My for loop is the following:

res = np.zeros(temp_rho.shape, dtype=np.complex128)
for i in range(temp_rho.shape[0]):
    res[i] = np.dot(self.constMatrix, temp_rho[i])  
    res[i] += np.dot(self.dinMat1[i], temp_rho[i])
    res[i] += np.dot(self.dinMat2[i], np.conj(temp_rho[i]))
#temp_rho.shape = (N, 10)
#res.shape = (N, 10)
#self.constMatrix.shape = (10, 10)
#self.dinMat1.shape = (N, 10, 10)
#self.dinMat2.shape = (N, 10, 10)

How should this code be implemented dot products of numpy, returning the correct dimensions?

1

1 Answers

2
votes

Here's an approach using a combination of np.dot and np.einsum -

parte1 = constMatrix.dot(temp_rho.T).T
parte2 = np.einsum('ijk,ik->ij',dinMat1, temp_rho)
parte3 = np.einsum('ijk,ik->ij',dinMat2, np.conj(temp_rho))
out = parte1 + parte2 + parte3

Alternative way to get parte1 would be with np.tensordot -

parte1 = np.tensordot(temp_rho, constMatrix, axes=([1],[1]))

Why doesn't numpy.tensordot work for the later two sum-reductions?

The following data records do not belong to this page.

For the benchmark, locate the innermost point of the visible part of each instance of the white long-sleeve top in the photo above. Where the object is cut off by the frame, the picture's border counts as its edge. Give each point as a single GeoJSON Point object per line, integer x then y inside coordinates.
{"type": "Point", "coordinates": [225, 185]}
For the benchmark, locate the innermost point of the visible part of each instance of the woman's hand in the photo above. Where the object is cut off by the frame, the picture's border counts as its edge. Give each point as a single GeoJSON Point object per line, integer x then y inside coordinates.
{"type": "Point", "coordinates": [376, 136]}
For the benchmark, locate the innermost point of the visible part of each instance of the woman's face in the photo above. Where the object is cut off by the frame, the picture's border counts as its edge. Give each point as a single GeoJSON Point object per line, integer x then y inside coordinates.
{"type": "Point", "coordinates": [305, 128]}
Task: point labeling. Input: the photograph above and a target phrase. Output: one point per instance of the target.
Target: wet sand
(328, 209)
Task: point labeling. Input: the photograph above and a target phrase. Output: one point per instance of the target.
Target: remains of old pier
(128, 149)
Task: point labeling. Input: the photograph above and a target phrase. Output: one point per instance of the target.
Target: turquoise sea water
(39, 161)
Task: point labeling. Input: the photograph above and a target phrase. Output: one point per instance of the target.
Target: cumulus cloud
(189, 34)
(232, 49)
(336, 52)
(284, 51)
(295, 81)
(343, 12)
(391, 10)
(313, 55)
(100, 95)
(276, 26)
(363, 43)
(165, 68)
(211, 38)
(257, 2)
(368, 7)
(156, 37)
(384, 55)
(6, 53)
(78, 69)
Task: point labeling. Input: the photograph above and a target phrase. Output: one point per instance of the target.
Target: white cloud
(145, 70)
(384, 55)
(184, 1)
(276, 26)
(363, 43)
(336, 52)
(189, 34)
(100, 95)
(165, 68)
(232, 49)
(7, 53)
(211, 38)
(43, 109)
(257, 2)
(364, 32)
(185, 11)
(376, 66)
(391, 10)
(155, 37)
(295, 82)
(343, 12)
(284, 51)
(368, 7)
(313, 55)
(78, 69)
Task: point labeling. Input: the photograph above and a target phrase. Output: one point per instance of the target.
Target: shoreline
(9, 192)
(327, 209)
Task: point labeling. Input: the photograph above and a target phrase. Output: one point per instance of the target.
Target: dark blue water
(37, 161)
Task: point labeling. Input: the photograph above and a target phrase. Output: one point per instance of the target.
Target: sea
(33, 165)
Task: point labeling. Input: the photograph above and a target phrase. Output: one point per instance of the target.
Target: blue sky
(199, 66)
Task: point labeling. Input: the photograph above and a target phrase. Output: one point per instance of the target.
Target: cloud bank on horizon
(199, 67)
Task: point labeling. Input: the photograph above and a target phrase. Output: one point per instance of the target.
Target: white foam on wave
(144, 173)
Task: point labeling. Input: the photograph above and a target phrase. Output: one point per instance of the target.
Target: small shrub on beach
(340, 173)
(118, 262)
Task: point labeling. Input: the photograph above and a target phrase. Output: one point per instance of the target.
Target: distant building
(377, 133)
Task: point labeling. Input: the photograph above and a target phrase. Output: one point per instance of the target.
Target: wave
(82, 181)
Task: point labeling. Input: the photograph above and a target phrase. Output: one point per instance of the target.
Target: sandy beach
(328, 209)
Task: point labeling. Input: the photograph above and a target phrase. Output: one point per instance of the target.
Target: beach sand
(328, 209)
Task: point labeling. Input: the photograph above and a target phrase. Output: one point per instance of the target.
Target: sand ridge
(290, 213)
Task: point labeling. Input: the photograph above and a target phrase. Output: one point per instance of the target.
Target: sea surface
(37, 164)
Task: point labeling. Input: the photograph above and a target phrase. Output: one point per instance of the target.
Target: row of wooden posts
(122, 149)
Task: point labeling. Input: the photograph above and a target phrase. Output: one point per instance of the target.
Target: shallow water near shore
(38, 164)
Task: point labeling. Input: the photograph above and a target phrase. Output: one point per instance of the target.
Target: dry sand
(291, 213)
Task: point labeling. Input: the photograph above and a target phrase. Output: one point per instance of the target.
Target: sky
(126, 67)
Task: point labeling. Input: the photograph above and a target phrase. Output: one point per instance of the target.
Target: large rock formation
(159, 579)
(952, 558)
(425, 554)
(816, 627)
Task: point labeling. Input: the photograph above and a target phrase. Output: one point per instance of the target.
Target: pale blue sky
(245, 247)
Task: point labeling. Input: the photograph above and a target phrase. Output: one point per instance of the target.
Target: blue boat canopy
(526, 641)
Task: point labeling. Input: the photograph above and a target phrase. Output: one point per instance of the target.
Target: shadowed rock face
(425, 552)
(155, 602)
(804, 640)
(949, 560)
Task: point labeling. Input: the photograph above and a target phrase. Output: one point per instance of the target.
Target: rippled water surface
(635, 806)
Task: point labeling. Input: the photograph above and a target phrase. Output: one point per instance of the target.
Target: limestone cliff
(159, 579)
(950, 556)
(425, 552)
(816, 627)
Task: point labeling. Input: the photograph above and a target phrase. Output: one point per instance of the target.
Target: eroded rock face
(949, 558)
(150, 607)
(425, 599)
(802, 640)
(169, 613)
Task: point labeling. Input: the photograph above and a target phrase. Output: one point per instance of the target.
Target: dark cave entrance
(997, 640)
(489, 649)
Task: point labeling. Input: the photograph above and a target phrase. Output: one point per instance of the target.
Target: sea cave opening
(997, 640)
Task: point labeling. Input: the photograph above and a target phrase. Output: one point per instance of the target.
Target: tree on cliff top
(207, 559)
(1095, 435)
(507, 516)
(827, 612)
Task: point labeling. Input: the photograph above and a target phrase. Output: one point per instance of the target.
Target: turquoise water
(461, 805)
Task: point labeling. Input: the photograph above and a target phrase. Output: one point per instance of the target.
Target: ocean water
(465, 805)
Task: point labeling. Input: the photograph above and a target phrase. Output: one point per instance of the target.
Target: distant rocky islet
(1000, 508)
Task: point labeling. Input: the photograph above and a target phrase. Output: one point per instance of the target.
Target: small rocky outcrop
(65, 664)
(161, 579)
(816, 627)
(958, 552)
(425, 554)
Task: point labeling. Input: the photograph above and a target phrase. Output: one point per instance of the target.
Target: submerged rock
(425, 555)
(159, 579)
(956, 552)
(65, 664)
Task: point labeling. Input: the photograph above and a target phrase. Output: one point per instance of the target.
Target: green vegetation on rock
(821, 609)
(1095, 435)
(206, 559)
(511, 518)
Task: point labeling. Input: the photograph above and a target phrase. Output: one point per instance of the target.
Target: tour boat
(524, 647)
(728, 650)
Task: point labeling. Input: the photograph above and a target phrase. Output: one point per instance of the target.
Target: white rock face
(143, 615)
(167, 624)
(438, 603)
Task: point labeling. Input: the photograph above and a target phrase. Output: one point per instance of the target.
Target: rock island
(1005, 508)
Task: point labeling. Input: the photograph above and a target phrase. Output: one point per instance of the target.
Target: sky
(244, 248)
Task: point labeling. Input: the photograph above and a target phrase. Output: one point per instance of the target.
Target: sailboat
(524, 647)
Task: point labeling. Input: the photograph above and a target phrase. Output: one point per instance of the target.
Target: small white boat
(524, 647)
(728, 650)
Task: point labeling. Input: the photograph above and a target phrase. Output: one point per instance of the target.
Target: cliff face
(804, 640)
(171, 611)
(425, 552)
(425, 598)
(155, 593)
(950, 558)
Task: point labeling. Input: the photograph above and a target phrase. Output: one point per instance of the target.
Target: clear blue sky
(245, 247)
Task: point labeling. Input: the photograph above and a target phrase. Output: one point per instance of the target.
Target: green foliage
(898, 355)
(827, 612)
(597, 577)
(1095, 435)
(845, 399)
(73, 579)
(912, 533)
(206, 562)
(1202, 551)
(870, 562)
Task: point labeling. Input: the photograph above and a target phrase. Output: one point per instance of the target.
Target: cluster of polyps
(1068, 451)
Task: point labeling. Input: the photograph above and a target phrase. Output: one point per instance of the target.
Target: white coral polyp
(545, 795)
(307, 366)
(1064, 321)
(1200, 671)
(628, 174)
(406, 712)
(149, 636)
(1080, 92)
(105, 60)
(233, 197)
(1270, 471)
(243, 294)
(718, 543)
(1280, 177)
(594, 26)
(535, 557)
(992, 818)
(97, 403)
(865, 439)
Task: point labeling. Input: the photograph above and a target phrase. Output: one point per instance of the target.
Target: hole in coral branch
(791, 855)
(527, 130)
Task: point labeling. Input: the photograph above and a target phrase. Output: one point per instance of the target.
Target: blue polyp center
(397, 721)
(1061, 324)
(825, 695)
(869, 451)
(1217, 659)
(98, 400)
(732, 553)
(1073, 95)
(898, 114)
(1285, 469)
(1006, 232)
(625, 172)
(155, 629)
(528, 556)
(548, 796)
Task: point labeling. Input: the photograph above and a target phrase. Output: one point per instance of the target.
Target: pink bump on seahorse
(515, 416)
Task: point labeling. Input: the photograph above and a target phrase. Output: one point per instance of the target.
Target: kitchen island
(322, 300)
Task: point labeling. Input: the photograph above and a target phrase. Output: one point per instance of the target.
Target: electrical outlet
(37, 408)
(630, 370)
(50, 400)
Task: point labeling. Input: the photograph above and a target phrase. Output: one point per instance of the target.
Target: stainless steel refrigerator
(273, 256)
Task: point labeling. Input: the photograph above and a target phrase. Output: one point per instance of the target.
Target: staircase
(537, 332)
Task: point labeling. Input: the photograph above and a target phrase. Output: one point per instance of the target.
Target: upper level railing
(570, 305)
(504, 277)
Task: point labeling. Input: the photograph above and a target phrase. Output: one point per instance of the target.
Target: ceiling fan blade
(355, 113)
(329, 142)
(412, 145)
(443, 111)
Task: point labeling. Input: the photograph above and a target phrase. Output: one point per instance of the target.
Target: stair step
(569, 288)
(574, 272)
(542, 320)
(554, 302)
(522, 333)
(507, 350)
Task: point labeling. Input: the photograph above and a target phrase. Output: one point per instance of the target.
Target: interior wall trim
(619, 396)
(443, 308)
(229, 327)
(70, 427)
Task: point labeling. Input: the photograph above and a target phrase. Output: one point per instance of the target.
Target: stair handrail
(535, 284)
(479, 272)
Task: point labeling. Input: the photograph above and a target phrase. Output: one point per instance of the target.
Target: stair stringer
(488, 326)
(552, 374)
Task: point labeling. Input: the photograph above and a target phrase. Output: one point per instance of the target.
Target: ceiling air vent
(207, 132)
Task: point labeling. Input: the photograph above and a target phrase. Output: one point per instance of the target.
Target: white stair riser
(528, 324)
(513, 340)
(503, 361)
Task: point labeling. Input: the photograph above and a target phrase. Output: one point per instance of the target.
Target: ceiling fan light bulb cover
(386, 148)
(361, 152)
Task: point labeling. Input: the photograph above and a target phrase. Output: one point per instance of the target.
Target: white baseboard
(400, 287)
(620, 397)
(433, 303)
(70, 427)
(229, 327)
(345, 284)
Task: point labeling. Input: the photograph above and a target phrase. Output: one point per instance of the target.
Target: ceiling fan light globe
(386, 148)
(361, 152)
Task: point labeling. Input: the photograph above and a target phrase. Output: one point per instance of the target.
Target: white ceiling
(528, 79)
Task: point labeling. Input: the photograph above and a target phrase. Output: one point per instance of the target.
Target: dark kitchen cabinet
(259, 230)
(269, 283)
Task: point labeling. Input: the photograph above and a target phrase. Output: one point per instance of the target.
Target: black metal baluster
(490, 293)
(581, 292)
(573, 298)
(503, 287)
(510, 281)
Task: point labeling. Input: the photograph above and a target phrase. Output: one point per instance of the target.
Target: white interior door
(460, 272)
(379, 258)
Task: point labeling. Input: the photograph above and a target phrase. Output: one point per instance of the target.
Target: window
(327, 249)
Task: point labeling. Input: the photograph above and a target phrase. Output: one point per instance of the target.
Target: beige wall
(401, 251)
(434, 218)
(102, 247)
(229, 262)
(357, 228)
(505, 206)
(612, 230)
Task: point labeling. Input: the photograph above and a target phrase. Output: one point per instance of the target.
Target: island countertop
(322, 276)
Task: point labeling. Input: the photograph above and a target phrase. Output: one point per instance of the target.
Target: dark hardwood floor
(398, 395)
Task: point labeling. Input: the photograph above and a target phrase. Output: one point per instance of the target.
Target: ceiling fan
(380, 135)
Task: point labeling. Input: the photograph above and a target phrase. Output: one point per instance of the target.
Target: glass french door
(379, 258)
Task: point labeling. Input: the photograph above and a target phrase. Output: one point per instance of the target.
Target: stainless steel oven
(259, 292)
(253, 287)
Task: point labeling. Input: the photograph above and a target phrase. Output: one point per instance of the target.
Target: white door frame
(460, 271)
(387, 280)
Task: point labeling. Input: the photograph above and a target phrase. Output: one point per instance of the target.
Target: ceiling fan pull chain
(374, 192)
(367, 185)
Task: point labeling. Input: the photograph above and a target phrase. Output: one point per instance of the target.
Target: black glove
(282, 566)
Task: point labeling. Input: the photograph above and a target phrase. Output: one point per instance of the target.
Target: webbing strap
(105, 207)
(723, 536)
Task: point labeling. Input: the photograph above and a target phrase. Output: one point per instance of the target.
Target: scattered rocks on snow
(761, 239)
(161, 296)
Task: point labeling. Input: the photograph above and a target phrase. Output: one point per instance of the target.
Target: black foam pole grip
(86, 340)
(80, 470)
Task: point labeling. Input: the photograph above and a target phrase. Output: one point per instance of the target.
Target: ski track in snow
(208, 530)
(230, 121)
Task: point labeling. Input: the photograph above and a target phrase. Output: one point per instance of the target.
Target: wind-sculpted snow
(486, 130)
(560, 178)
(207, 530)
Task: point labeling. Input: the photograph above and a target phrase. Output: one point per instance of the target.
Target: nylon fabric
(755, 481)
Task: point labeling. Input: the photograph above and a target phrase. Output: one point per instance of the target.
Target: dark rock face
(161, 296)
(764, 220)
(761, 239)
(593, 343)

Well, we need to keep the first axis between dinMat1/dinMat2 aligned against the first axis of temp_rho/np.conj(temp_rho), which isn't possible with tensordot as the axes that are not sum-reduced are elementwise multiplied along two separate axes. Therefore, when used with np.tensordot, we would end up with two axes of length N corresponding to the first axis each from the two inputs.